Bayeu y Subías was considered to be an excellent fresco painter and was often commissioned with the interior decoration of buildings. Together with Anton Raphael Mengs, Francisco painted many of the rooms in the various Royal palaces including the Palacio Real in Madrid, the Palacio de Aranjuez and the Palacio de El Pardo. During this time he also painted in many churches too such as the Convento de la Encarnación in Madrid, the Basílica del Pilar in Zaragoza, and the cloisters in the Cathedral of Toledo.

While painting the Basilica of Pilar in Zaragoza, Francisco Bayeu y Subías also employed Francisco Goya to help out as well as employing some members of his own family. It was during this project that the two artists fell out and became rivals, as both were considered to be important artists of the Royal Court.

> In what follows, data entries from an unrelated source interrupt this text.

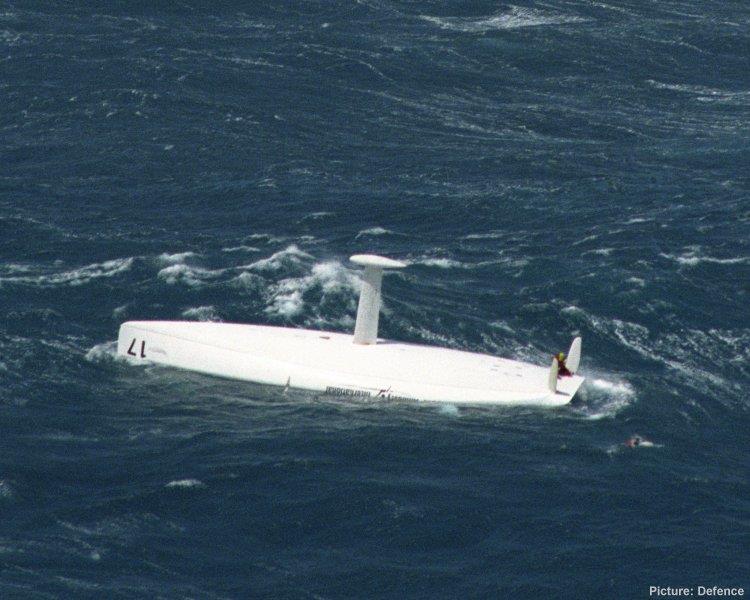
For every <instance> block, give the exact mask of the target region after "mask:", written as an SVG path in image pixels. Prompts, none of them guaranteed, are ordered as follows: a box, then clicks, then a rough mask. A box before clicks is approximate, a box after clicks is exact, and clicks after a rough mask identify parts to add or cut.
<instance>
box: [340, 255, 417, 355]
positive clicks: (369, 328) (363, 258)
mask: <svg viewBox="0 0 750 600" xmlns="http://www.w3.org/2000/svg"><path fill="white" fill-rule="evenodd" d="M349 260H351V261H352V262H353V263H354V264H356V265H360V266H363V267H364V268H365V272H364V277H363V279H362V291H361V292H360V294H359V305H358V307H357V322H356V323H355V325H354V343H355V344H375V343H377V341H378V319H379V317H380V285H381V283H382V281H383V270H384V269H403V268H404V267H405V266H406V265H405V264H404V263H402V262H400V261H397V260H391V259H390V258H385V257H383V256H376V255H374V254H355V255H354V256H352V257H351V258H350V259H349Z"/></svg>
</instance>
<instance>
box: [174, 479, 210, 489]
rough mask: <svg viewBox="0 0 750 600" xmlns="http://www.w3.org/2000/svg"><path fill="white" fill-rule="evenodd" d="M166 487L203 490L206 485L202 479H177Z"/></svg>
mask: <svg viewBox="0 0 750 600" xmlns="http://www.w3.org/2000/svg"><path fill="white" fill-rule="evenodd" d="M164 487H166V488H203V487H206V484H205V483H203V482H202V481H201V480H200V479H175V480H174V481H170V482H169V483H167V484H166V485H165V486H164Z"/></svg>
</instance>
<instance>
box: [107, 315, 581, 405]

In recognition of Bayeu y Subías’s work, he received many titles and awards. He became the Head Director of Painting at the Royal Academy of Fine Arts of San Fernando in Madrid in 1765, among other high positions in other Spanish art schools. He eventually became the director of the Academy in 1795. Francisco Bayeu y Subías also received much compensation from the Royal Court in reward for his achievements. Francisco Bayeu y Subías continued working and painting frescoes, content with his large salary from the Spanish Royal Family. However in 1795, he fell ill and did not recover, dying in the early morning of the 5th of August of the same year in Madrid.

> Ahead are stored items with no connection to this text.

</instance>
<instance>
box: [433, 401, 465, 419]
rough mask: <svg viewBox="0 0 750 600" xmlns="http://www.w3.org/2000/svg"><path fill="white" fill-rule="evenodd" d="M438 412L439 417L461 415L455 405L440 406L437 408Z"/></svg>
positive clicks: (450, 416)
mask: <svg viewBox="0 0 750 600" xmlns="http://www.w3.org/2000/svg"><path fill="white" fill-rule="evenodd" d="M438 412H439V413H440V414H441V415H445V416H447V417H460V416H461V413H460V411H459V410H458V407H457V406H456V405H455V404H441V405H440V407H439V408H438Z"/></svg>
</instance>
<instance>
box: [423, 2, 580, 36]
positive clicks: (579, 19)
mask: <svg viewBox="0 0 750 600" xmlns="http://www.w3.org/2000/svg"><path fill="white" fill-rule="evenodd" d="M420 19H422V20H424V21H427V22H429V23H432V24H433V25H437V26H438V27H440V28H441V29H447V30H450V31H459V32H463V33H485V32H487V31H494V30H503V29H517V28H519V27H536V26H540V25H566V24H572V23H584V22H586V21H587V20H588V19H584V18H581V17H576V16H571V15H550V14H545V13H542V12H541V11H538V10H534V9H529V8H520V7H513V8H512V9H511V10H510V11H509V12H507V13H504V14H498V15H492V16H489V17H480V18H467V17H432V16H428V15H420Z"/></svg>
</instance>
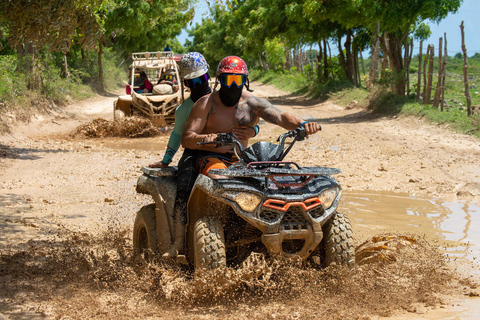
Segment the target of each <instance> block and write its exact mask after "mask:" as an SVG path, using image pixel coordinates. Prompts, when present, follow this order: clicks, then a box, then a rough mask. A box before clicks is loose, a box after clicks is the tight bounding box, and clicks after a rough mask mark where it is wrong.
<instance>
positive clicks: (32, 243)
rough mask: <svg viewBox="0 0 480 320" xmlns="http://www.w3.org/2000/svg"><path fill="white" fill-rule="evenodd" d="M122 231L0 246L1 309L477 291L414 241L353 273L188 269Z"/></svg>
mask: <svg viewBox="0 0 480 320" xmlns="http://www.w3.org/2000/svg"><path fill="white" fill-rule="evenodd" d="M129 236H130V231H129V230H109V231H108V232H107V233H105V234H104V235H103V236H102V237H96V238H95V237H93V236H92V235H89V234H86V233H74V232H69V231H66V230H60V231H58V232H54V233H52V239H51V240H45V241H30V242H29V243H28V249H24V250H14V249H11V250H9V251H4V252H2V253H1V256H0V279H1V281H0V304H1V306H2V310H3V311H2V312H3V313H4V315H5V316H8V317H11V318H22V317H28V318H36V317H38V318H43V319H45V318H55V319H67V318H68V319H71V318H73V319H85V318H96V319H113V318H116V319H127V318H128V319H136V318H142V319H145V318H164V319H199V318H202V319H218V318H225V317H229V318H233V319H244V318H251V319H278V318H280V319H312V318H320V319H322V318H325V319H326V318H341V319H361V318H364V319H368V318H369V317H371V316H390V315H393V314H395V313H396V312H399V311H405V310H410V311H411V312H414V311H412V310H416V309H415V308H416V307H414V306H415V305H418V304H421V305H422V306H423V307H424V308H430V307H433V306H438V305H443V304H445V303H447V302H446V300H444V299H445V297H446V295H449V294H451V293H452V292H455V293H465V294H468V293H469V292H472V290H475V285H474V284H473V283H470V282H469V281H468V280H463V279H458V278H457V277H456V276H455V275H454V274H453V273H452V271H451V270H450V269H449V268H448V267H446V264H445V258H444V256H443V255H442V254H441V253H440V252H439V251H438V250H437V249H436V248H435V247H432V246H431V245H429V244H428V243H427V242H426V241H424V240H422V239H413V240H412V241H414V243H415V245H403V246H399V247H398V248H397V250H396V251H395V259H389V260H383V259H378V260H371V261H369V262H368V263H364V264H362V265H360V266H357V267H356V268H355V269H354V270H353V271H350V270H346V269H342V268H339V267H331V268H328V269H325V270H318V269H316V268H314V267H313V266H312V265H309V264H302V263H301V262H299V261H292V260H279V259H266V258H265V257H264V256H262V255H258V254H253V255H251V256H250V257H249V258H248V259H247V260H246V261H245V262H244V264H243V265H242V266H240V267H238V268H237V269H231V268H225V269H220V270H215V271H214V272H213V271H212V272H206V271H203V272H197V273H195V274H193V273H192V271H191V270H190V269H188V268H186V267H184V266H181V265H178V264H175V263H169V262H168V261H167V262H165V261H162V260H154V261H146V260H145V259H143V257H141V256H140V257H138V256H137V257H134V256H133V255H132V248H131V239H130V238H129ZM393 237H394V238H395V236H393ZM397 238H398V237H397ZM391 239H393V238H391ZM466 291H468V292H466Z"/></svg>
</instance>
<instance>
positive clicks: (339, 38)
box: [338, 36, 347, 75]
mask: <svg viewBox="0 0 480 320" xmlns="http://www.w3.org/2000/svg"><path fill="white" fill-rule="evenodd" d="M338 60H339V62H340V67H341V68H342V70H343V73H344V74H345V75H346V74H347V64H346V63H345V55H344V54H343V48H342V38H340V36H338Z"/></svg>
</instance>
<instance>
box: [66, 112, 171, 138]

His subjects at the Toledo cathedral are scenes from the life of St. Eugenio. There are fifteen works by the painter in the Museum of the Prado at Madrid. Among them are “The Coronation of the Virgin”, “The Ascension”, “The Evangelist St. Matthew”, “The Evangelist St. Mark”, “The Evangelist St. Luke”, “The Evangelist St. John”, “Olympus” — all studies for more important works. Don Francisco was also an etcher, and executed a small number of plates.

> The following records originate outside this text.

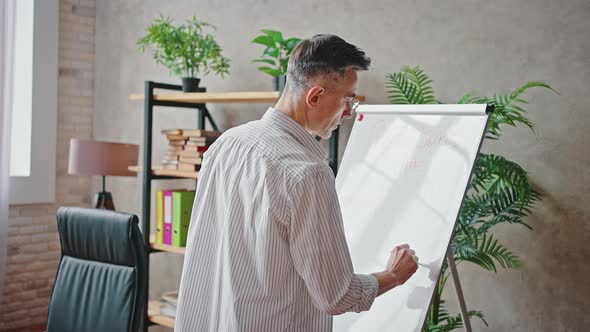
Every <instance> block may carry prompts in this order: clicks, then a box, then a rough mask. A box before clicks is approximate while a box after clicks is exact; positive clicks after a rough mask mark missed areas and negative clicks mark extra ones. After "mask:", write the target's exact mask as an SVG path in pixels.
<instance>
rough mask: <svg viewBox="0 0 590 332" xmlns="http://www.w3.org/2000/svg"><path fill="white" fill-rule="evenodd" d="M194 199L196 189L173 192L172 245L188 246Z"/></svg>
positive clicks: (172, 217) (178, 246) (185, 246)
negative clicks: (187, 237) (191, 216)
mask: <svg viewBox="0 0 590 332" xmlns="http://www.w3.org/2000/svg"><path fill="white" fill-rule="evenodd" d="M194 199H195V192H194V191H181V192H175V193H174V194H173V199H172V202H173V203H172V204H173V208H172V210H173V213H172V245H173V246H175V247H186V240H187V237H188V226H189V224H190V219H191V213H192V208H193V201H194Z"/></svg>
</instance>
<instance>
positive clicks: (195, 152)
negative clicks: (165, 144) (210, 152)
mask: <svg viewBox="0 0 590 332" xmlns="http://www.w3.org/2000/svg"><path fill="white" fill-rule="evenodd" d="M162 134H164V135H166V138H167V139H168V151H167V152H166V155H165V156H164V159H163V160H162V168H163V169H168V170H179V171H191V172H192V171H197V170H199V168H200V167H201V162H202V161H203V153H204V152H205V151H207V149H208V148H209V146H210V145H211V144H213V142H215V140H216V139H217V138H218V137H219V136H220V135H221V132H219V131H212V130H202V129H164V130H162Z"/></svg>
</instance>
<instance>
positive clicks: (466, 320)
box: [447, 250, 471, 332]
mask: <svg viewBox="0 0 590 332" xmlns="http://www.w3.org/2000/svg"><path fill="white" fill-rule="evenodd" d="M447 262H448V263H449V269H450V270H451V276H452V277H453V284H455V291H456V293H457V301H459V307H460V308H461V318H462V320H463V327H464V328H465V331H466V332H471V322H470V321H469V315H468V314H467V307H466V306H465V298H463V290H462V289H461V283H460V282H459V274H457V265H455V257H453V251H452V250H450V251H449V253H448V254H447Z"/></svg>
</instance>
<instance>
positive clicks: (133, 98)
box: [129, 91, 279, 103]
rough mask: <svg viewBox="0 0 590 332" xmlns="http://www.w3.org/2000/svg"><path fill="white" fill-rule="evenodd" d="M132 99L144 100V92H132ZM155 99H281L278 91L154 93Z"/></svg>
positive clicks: (275, 100)
mask: <svg viewBox="0 0 590 332" xmlns="http://www.w3.org/2000/svg"><path fill="white" fill-rule="evenodd" d="M129 99H131V100H143V99H144V95H143V94H132V95H130V96H129ZM154 100H159V101H176V102H185V103H265V102H275V101H277V100H279V92H278V91H248V92H187V93H166V94H157V95H154Z"/></svg>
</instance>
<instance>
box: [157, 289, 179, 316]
mask: <svg viewBox="0 0 590 332" xmlns="http://www.w3.org/2000/svg"><path fill="white" fill-rule="evenodd" d="M177 304H178V291H177V290H176V291H172V292H166V293H164V294H163V295H162V298H161V299H160V315H164V316H169V317H176V305H177Z"/></svg>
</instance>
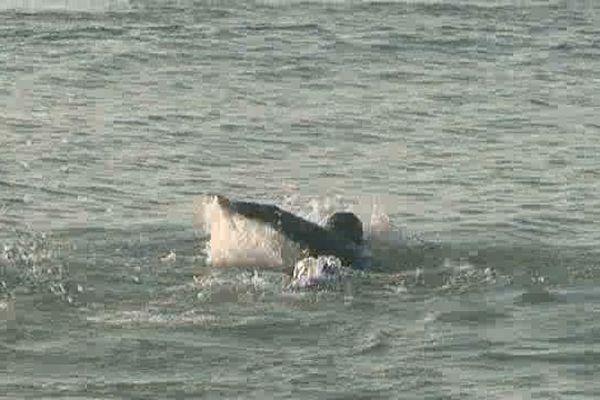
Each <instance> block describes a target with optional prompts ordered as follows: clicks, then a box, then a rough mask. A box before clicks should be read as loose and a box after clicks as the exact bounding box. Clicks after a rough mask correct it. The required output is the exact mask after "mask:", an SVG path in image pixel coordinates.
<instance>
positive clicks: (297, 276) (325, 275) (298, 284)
mask: <svg viewBox="0 0 600 400" xmlns="http://www.w3.org/2000/svg"><path fill="white" fill-rule="evenodd" d="M343 275H344V270H343V268H342V262H341V261H340V259H339V258H337V257H334V256H319V257H317V258H314V257H307V258H304V259H302V260H300V261H298V262H297V263H296V265H295V266H294V273H293V276H292V282H291V283H290V287H291V288H293V289H297V288H309V287H315V286H322V285H330V284H336V283H339V282H340V281H341V279H342V277H343Z"/></svg>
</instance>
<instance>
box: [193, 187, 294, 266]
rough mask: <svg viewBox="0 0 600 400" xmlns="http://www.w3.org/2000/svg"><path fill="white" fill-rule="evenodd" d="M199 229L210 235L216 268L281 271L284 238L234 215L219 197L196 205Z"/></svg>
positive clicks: (198, 199) (209, 199)
mask: <svg viewBox="0 0 600 400" xmlns="http://www.w3.org/2000/svg"><path fill="white" fill-rule="evenodd" d="M194 220H195V221H194V222H195V226H196V227H197V228H199V229H200V230H202V231H203V232H204V233H206V234H209V235H210V240H209V241H208V247H207V254H208V262H209V264H210V265H213V266H219V267H223V266H236V267H280V266H282V265H283V258H282V245H283V238H282V237H281V235H280V234H279V233H278V232H277V231H275V230H274V229H273V228H271V227H269V226H267V225H265V224H261V223H260V222H257V221H253V220H250V219H247V218H244V217H241V216H237V215H235V214H232V213H230V212H229V211H228V210H226V209H224V208H223V207H221V206H220V205H219V204H218V202H217V197H216V196H203V197H200V198H197V199H196V200H195V201H194Z"/></svg>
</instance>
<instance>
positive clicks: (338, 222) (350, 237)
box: [325, 212, 363, 244]
mask: <svg viewBox="0 0 600 400" xmlns="http://www.w3.org/2000/svg"><path fill="white" fill-rule="evenodd" d="M325 227H326V228H327V229H329V230H331V231H333V232H336V233H337V234H338V235H340V236H342V237H344V238H346V239H349V240H351V241H352V242H354V243H356V244H361V243H362V241H363V236H362V235H363V230H362V222H360V219H358V217H357V216H356V215H354V214H353V213H351V212H337V213H334V214H332V215H330V216H329V218H327V222H326V223H325Z"/></svg>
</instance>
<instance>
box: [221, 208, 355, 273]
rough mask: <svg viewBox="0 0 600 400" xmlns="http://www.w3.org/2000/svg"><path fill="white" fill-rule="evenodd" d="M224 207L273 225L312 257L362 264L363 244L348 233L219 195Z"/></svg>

The work above is “Saint James being visited by the Virgin” (1760). Legend credited Saint James with bringing Christianity to Spain. When passing through Zaragoza he was visited by the Virgin, who gave him with a statuette of herself on a jasper columnar pillar. This gave the name of “El Pilar” to enormous basilica has grown on the site, one of the most venerated shrines in Spain. The subject is therefore popular in Zaragoza. Sketches made by Antonio Gonzales Velázquez in 1753 for frescoes in the dome seem to have influenced Bayeu’s design. This was a perhaps a private version of these works. It also shows the influence of Giaquinto on Bayeu.